Is there a settled understanding between academia, policymakers and practitioners on what urban resilience means or is there a gap in understanding?
Resilience is an overly broad and even “metaphorical” concept, standing for “being adaptive to challenges”. When translated to cities, it first referred to the capacities of adapting and reducing impacts of natural hazards.The first UN campaign to “make your city resilient” got hundreds of mayors signing it. But what did this imply? Scholars found surprising results when they explored the definitions, understandings, and programs launched to make cities resilient. In 2016, Sara Meerow et al. found that across the US, practitioners referred to resilience as the ability to resist and recover from hazards and as a characteristic of robust systems, something far from scholars and academics theories. By contrast, in academia, resilience is generally something associated with both recovery but also long term transformational capacities, not related to any specific hazard. These gaps between theory and practice were validated by Chelleri et al. across European practitioners in 2021, which showed that cities usually ‘get’ the generic meaning of resilience, but struggle to understand how to consistently implement it. They hadn’t left behind the conventional ‘hazard risks reduction only’ perspective, nor embraced the transformative resilience characteristics or agree on how to measure it.

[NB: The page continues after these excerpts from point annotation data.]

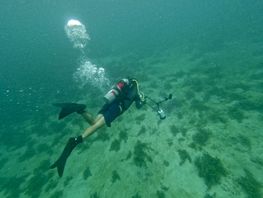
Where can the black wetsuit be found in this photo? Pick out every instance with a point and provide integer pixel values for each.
(128, 95)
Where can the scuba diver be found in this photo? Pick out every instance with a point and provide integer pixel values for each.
(117, 101)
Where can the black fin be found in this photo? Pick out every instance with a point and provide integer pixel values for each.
(68, 108)
(60, 165)
(61, 162)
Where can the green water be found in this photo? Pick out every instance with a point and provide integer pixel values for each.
(208, 54)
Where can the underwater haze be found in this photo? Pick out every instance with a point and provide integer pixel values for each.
(208, 54)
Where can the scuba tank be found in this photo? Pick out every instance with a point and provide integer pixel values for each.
(116, 91)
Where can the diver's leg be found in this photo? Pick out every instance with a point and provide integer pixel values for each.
(100, 122)
(88, 117)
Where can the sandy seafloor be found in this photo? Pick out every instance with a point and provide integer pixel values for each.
(210, 144)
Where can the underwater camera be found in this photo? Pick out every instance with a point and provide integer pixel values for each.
(156, 106)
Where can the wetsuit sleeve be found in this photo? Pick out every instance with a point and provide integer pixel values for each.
(138, 102)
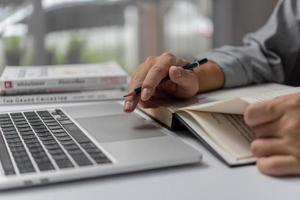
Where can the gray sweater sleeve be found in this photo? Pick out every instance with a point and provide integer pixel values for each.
(268, 55)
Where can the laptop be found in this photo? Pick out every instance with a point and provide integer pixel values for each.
(44, 146)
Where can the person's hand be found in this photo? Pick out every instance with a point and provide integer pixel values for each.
(182, 84)
(276, 124)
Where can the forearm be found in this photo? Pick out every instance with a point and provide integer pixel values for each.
(268, 55)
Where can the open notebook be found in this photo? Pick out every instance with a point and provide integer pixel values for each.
(216, 118)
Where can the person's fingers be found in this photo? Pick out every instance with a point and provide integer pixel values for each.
(186, 80)
(263, 112)
(157, 72)
(130, 103)
(279, 165)
(270, 129)
(137, 80)
(269, 147)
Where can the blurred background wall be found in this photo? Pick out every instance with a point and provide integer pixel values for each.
(39, 32)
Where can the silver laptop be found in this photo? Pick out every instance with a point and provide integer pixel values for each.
(58, 144)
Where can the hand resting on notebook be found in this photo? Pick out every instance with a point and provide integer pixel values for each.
(276, 123)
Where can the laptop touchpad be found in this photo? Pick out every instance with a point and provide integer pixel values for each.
(119, 127)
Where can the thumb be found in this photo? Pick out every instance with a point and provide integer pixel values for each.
(186, 80)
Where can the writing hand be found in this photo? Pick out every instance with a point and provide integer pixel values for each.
(182, 84)
(276, 125)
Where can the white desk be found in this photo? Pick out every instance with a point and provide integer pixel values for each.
(210, 180)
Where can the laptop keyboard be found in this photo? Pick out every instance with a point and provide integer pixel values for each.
(43, 141)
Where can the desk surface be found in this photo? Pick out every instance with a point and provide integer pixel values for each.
(209, 180)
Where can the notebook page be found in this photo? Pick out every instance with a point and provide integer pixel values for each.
(229, 132)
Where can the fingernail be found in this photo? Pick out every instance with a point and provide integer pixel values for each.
(146, 94)
(178, 74)
(128, 106)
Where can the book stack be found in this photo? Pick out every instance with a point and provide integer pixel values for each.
(62, 83)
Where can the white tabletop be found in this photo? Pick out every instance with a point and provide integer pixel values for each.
(210, 180)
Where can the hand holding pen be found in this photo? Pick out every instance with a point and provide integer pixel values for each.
(167, 75)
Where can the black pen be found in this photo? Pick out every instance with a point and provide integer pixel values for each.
(189, 66)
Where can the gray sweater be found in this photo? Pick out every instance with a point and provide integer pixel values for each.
(272, 54)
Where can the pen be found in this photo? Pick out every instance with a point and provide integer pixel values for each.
(189, 66)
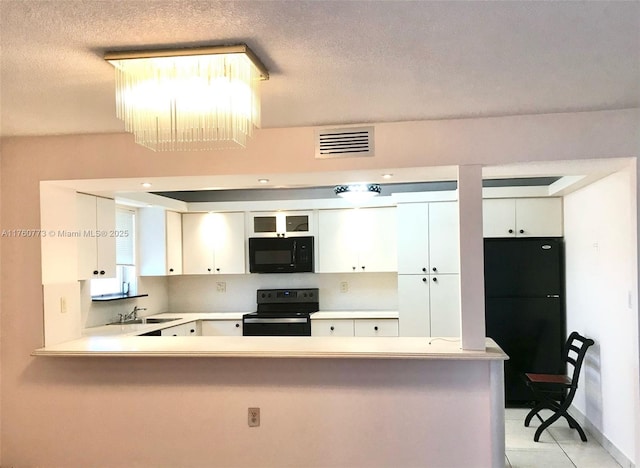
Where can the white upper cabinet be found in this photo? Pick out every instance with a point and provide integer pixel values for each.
(281, 224)
(444, 301)
(444, 248)
(160, 242)
(413, 238)
(522, 217)
(213, 243)
(351, 240)
(428, 238)
(96, 241)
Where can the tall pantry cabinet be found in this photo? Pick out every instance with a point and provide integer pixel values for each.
(428, 269)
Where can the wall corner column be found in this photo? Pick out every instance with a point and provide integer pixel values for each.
(472, 325)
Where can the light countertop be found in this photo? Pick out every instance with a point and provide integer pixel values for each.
(124, 340)
(273, 347)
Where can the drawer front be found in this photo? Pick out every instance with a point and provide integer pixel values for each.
(376, 327)
(332, 327)
(222, 328)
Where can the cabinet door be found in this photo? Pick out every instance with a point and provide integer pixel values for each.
(174, 243)
(413, 238)
(228, 243)
(288, 224)
(96, 242)
(499, 217)
(376, 327)
(444, 246)
(341, 327)
(539, 217)
(377, 242)
(197, 243)
(338, 239)
(445, 305)
(413, 305)
(221, 328)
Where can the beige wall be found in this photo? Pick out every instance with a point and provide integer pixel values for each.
(68, 412)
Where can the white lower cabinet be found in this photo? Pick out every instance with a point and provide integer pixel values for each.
(376, 327)
(429, 305)
(221, 328)
(413, 305)
(444, 303)
(340, 327)
(186, 329)
(355, 327)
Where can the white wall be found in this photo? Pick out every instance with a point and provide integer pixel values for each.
(100, 313)
(601, 303)
(198, 293)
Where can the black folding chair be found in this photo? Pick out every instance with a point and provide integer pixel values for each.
(556, 391)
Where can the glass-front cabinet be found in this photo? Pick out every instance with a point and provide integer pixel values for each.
(281, 224)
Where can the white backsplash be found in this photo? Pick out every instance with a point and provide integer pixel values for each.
(199, 293)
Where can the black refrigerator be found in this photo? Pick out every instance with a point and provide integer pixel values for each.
(525, 307)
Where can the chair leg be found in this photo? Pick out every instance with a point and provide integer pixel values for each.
(559, 411)
(534, 412)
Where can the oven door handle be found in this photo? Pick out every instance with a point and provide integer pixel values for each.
(276, 320)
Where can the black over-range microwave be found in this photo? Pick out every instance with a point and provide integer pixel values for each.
(281, 254)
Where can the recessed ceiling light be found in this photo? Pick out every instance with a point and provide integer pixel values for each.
(357, 192)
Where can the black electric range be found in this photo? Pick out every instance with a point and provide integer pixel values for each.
(282, 312)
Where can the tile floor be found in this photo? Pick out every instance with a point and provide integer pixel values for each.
(559, 445)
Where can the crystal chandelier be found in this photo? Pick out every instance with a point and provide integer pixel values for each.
(189, 99)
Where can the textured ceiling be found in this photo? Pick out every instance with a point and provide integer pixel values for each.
(330, 62)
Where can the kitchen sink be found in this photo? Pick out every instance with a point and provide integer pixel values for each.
(143, 321)
(158, 320)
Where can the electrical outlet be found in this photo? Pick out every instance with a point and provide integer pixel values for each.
(254, 417)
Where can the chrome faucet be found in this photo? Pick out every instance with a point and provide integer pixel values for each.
(131, 315)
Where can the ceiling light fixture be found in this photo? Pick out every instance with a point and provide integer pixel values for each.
(357, 192)
(189, 99)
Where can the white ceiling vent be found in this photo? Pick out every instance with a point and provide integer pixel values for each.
(348, 142)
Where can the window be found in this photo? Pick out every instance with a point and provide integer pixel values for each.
(125, 281)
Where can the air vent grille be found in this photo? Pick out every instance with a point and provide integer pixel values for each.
(344, 142)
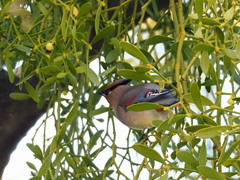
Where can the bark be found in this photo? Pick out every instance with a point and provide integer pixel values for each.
(16, 118)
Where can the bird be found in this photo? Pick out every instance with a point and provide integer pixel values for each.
(120, 95)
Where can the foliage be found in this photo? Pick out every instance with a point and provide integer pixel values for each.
(57, 41)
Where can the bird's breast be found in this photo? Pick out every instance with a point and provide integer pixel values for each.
(142, 119)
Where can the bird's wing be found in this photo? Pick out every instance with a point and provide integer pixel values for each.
(165, 98)
(148, 93)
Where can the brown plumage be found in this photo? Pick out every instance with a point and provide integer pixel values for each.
(120, 95)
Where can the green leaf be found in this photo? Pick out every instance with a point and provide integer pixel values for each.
(188, 158)
(131, 74)
(198, 33)
(61, 75)
(97, 19)
(19, 96)
(165, 125)
(10, 71)
(124, 65)
(116, 44)
(36, 150)
(197, 127)
(31, 165)
(208, 120)
(112, 56)
(219, 33)
(196, 96)
(238, 50)
(72, 114)
(177, 118)
(227, 62)
(94, 139)
(236, 99)
(199, 8)
(99, 111)
(85, 9)
(229, 14)
(210, 21)
(211, 132)
(104, 33)
(148, 152)
(209, 173)
(225, 155)
(71, 67)
(108, 71)
(22, 48)
(204, 62)
(205, 101)
(202, 154)
(31, 92)
(71, 162)
(144, 106)
(203, 47)
(45, 166)
(90, 73)
(153, 40)
(229, 53)
(142, 69)
(50, 70)
(59, 157)
(132, 50)
(213, 75)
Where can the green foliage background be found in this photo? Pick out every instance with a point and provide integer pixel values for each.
(201, 53)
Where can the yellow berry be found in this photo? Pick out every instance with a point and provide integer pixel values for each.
(75, 11)
(49, 46)
(230, 101)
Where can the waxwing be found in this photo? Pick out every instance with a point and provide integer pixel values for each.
(120, 96)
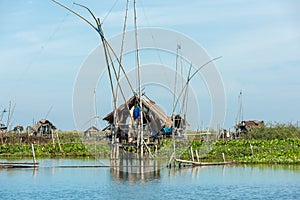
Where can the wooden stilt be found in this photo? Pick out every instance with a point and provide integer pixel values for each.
(192, 154)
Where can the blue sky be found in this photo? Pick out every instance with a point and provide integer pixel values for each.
(43, 47)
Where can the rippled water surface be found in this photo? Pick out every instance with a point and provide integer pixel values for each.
(61, 179)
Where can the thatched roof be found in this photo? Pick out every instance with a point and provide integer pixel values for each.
(151, 111)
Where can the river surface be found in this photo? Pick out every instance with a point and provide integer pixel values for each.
(63, 179)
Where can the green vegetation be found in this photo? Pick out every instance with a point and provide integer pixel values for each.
(70, 144)
(275, 143)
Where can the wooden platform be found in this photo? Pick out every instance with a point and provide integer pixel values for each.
(194, 163)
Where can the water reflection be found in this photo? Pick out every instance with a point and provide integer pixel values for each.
(135, 170)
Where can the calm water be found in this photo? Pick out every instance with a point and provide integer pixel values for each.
(52, 181)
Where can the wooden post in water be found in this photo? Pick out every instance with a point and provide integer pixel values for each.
(192, 153)
(197, 155)
(59, 143)
(33, 154)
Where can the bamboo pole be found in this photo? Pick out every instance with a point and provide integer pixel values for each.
(223, 156)
(33, 154)
(197, 155)
(192, 154)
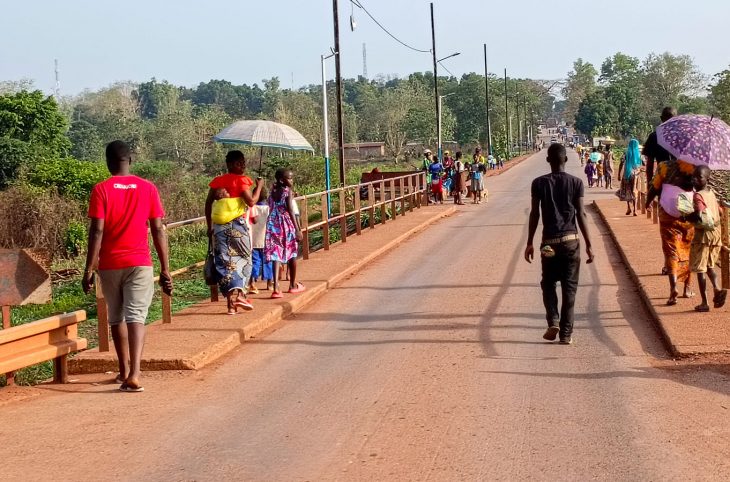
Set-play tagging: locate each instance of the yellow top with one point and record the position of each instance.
(227, 209)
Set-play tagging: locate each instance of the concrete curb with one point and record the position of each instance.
(94, 362)
(643, 294)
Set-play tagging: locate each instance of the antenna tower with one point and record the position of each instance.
(57, 89)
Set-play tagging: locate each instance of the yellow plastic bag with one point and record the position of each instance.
(227, 209)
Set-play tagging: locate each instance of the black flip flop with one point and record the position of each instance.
(719, 299)
(124, 387)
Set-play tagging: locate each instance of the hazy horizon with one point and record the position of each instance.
(97, 46)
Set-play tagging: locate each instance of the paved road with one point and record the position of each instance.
(429, 365)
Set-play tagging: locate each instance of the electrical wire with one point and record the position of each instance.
(447, 70)
(358, 4)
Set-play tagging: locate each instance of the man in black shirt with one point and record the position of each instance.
(653, 152)
(560, 197)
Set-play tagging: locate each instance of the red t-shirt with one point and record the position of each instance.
(126, 204)
(235, 184)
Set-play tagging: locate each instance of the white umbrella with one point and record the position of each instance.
(261, 133)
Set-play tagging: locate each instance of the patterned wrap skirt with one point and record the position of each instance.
(232, 251)
(676, 237)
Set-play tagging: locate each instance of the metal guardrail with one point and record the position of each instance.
(405, 192)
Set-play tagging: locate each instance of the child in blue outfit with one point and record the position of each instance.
(262, 269)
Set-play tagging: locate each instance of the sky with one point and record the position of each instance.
(244, 41)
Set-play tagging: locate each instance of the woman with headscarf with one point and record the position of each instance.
(672, 178)
(228, 199)
(628, 174)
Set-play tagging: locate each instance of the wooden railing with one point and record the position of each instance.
(394, 197)
(725, 225)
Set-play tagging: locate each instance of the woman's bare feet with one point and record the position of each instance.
(673, 298)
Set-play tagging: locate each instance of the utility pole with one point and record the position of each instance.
(489, 120)
(519, 125)
(57, 89)
(436, 84)
(338, 80)
(507, 120)
(326, 132)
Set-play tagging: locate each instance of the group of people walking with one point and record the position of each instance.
(688, 212)
(252, 235)
(458, 178)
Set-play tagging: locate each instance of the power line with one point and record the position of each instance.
(447, 70)
(358, 4)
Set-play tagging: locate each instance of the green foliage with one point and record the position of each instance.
(596, 115)
(632, 93)
(75, 238)
(13, 154)
(85, 140)
(580, 84)
(720, 95)
(71, 177)
(34, 118)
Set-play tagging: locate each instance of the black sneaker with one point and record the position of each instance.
(552, 333)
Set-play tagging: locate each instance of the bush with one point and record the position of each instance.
(72, 178)
(13, 154)
(33, 217)
(75, 238)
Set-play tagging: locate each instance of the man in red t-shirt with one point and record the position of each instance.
(120, 209)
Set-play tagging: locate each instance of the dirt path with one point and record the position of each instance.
(429, 365)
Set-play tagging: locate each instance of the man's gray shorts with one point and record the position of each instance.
(128, 293)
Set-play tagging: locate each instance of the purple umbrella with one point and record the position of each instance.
(698, 140)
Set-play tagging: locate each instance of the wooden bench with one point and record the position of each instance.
(389, 185)
(48, 339)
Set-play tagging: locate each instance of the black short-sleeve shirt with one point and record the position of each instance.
(654, 154)
(559, 194)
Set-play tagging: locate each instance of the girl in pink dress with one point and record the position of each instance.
(283, 233)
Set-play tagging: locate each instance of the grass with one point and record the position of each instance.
(188, 245)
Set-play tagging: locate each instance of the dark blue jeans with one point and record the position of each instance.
(564, 267)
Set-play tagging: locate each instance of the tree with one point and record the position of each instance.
(86, 144)
(115, 113)
(13, 153)
(667, 77)
(34, 118)
(720, 95)
(152, 94)
(621, 74)
(596, 115)
(580, 84)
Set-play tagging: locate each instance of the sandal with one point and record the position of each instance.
(298, 288)
(719, 299)
(231, 306)
(244, 304)
(125, 387)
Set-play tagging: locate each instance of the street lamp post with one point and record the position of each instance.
(507, 119)
(441, 97)
(435, 81)
(519, 125)
(326, 128)
(486, 85)
(338, 80)
(435, 75)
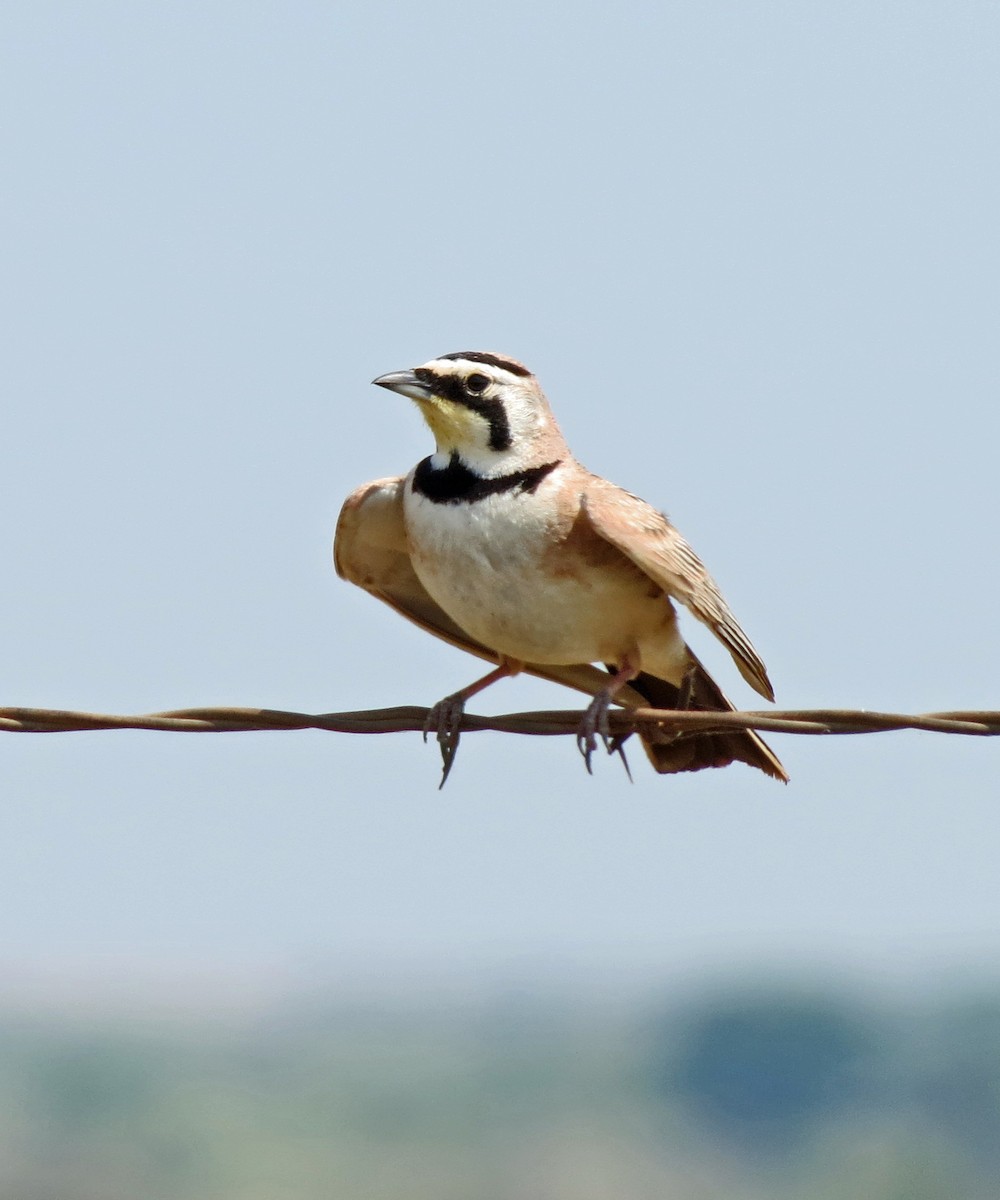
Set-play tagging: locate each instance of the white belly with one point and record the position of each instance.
(490, 567)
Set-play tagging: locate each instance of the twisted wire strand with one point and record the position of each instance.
(539, 724)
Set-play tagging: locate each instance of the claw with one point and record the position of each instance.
(445, 719)
(618, 748)
(594, 723)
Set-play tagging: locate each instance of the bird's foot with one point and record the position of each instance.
(617, 745)
(444, 720)
(593, 725)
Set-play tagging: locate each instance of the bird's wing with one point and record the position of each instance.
(371, 550)
(656, 547)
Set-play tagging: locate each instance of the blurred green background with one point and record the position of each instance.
(735, 1093)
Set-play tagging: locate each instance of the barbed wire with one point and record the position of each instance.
(538, 724)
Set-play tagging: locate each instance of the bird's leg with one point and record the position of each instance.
(596, 718)
(686, 691)
(445, 717)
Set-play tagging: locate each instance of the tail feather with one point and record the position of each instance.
(696, 751)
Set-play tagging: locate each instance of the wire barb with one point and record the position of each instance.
(622, 721)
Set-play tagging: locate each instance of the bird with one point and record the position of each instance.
(502, 544)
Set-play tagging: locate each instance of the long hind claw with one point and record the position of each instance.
(593, 724)
(445, 719)
(618, 748)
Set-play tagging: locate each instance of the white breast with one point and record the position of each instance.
(489, 564)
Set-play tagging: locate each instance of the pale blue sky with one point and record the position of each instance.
(753, 255)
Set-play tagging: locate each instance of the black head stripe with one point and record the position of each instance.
(451, 387)
(490, 360)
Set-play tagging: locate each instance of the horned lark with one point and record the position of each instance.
(502, 544)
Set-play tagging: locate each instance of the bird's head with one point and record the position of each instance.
(485, 408)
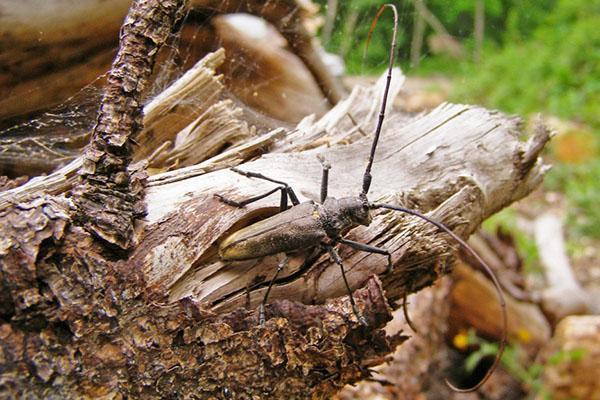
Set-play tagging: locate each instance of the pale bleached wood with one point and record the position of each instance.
(475, 304)
(180, 127)
(458, 163)
(563, 294)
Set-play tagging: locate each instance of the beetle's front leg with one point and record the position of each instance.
(338, 260)
(261, 309)
(242, 203)
(369, 249)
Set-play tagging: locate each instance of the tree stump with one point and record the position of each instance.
(157, 314)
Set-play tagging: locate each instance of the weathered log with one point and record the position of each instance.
(563, 295)
(526, 323)
(51, 51)
(81, 319)
(405, 373)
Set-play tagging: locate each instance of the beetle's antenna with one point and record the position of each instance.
(488, 270)
(367, 176)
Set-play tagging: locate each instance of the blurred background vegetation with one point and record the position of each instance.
(528, 58)
(522, 57)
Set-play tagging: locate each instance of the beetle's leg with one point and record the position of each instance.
(289, 190)
(261, 309)
(369, 249)
(247, 201)
(406, 316)
(324, 178)
(338, 260)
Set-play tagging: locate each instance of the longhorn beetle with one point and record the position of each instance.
(324, 224)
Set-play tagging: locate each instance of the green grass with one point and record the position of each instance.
(506, 220)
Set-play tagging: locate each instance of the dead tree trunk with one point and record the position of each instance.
(169, 318)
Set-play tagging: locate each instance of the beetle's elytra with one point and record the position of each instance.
(323, 224)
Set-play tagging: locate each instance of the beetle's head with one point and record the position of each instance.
(356, 210)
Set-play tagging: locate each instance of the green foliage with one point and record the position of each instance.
(581, 184)
(506, 220)
(512, 361)
(557, 70)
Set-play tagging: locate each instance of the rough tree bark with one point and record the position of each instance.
(168, 318)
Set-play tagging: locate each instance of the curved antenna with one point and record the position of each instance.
(488, 270)
(367, 176)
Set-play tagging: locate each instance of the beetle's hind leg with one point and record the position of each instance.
(338, 260)
(261, 309)
(370, 249)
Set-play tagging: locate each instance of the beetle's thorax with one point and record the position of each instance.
(340, 215)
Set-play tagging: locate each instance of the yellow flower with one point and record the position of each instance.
(524, 335)
(461, 341)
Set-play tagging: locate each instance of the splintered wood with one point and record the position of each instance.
(444, 163)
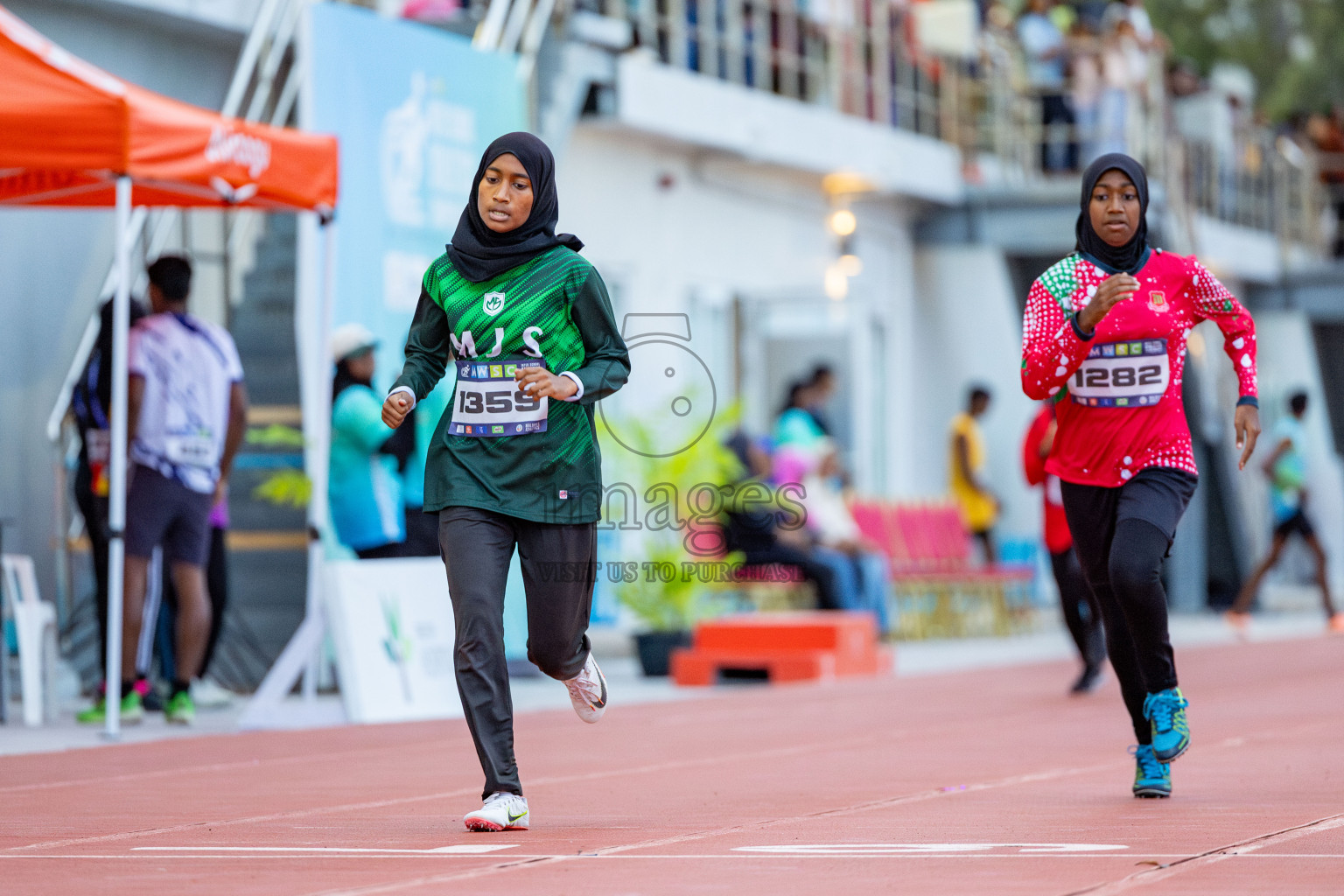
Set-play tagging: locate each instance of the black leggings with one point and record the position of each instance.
(559, 571)
(1121, 537)
(1082, 615)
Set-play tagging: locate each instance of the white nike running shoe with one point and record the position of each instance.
(588, 692)
(501, 812)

Can you give us your definition, or vision, for a resilient city?
If you understand resilience mainly as the capacity to cope with risks and hazards, a city building dykes to cope with sea level rise, or desalination plants to survive droughts, could be defined as resilient (against those threats). However, these resilience actions could impact sustainability, increase exposure to higher risks in future, or make safety dependent on some specific infrastructure. For example, see fossil-fuel intensive desalination plants or dykes protecting against a historically determined level of possible flooding while sea level is rising. On the contrary, if you understand resilience as the systemic set of capacities (to react, to recover, but also to transform and evolve in order to embed the risks into the daily life and routines), then you won’t invest in dykes or desalination plants in response to flooding or droughts.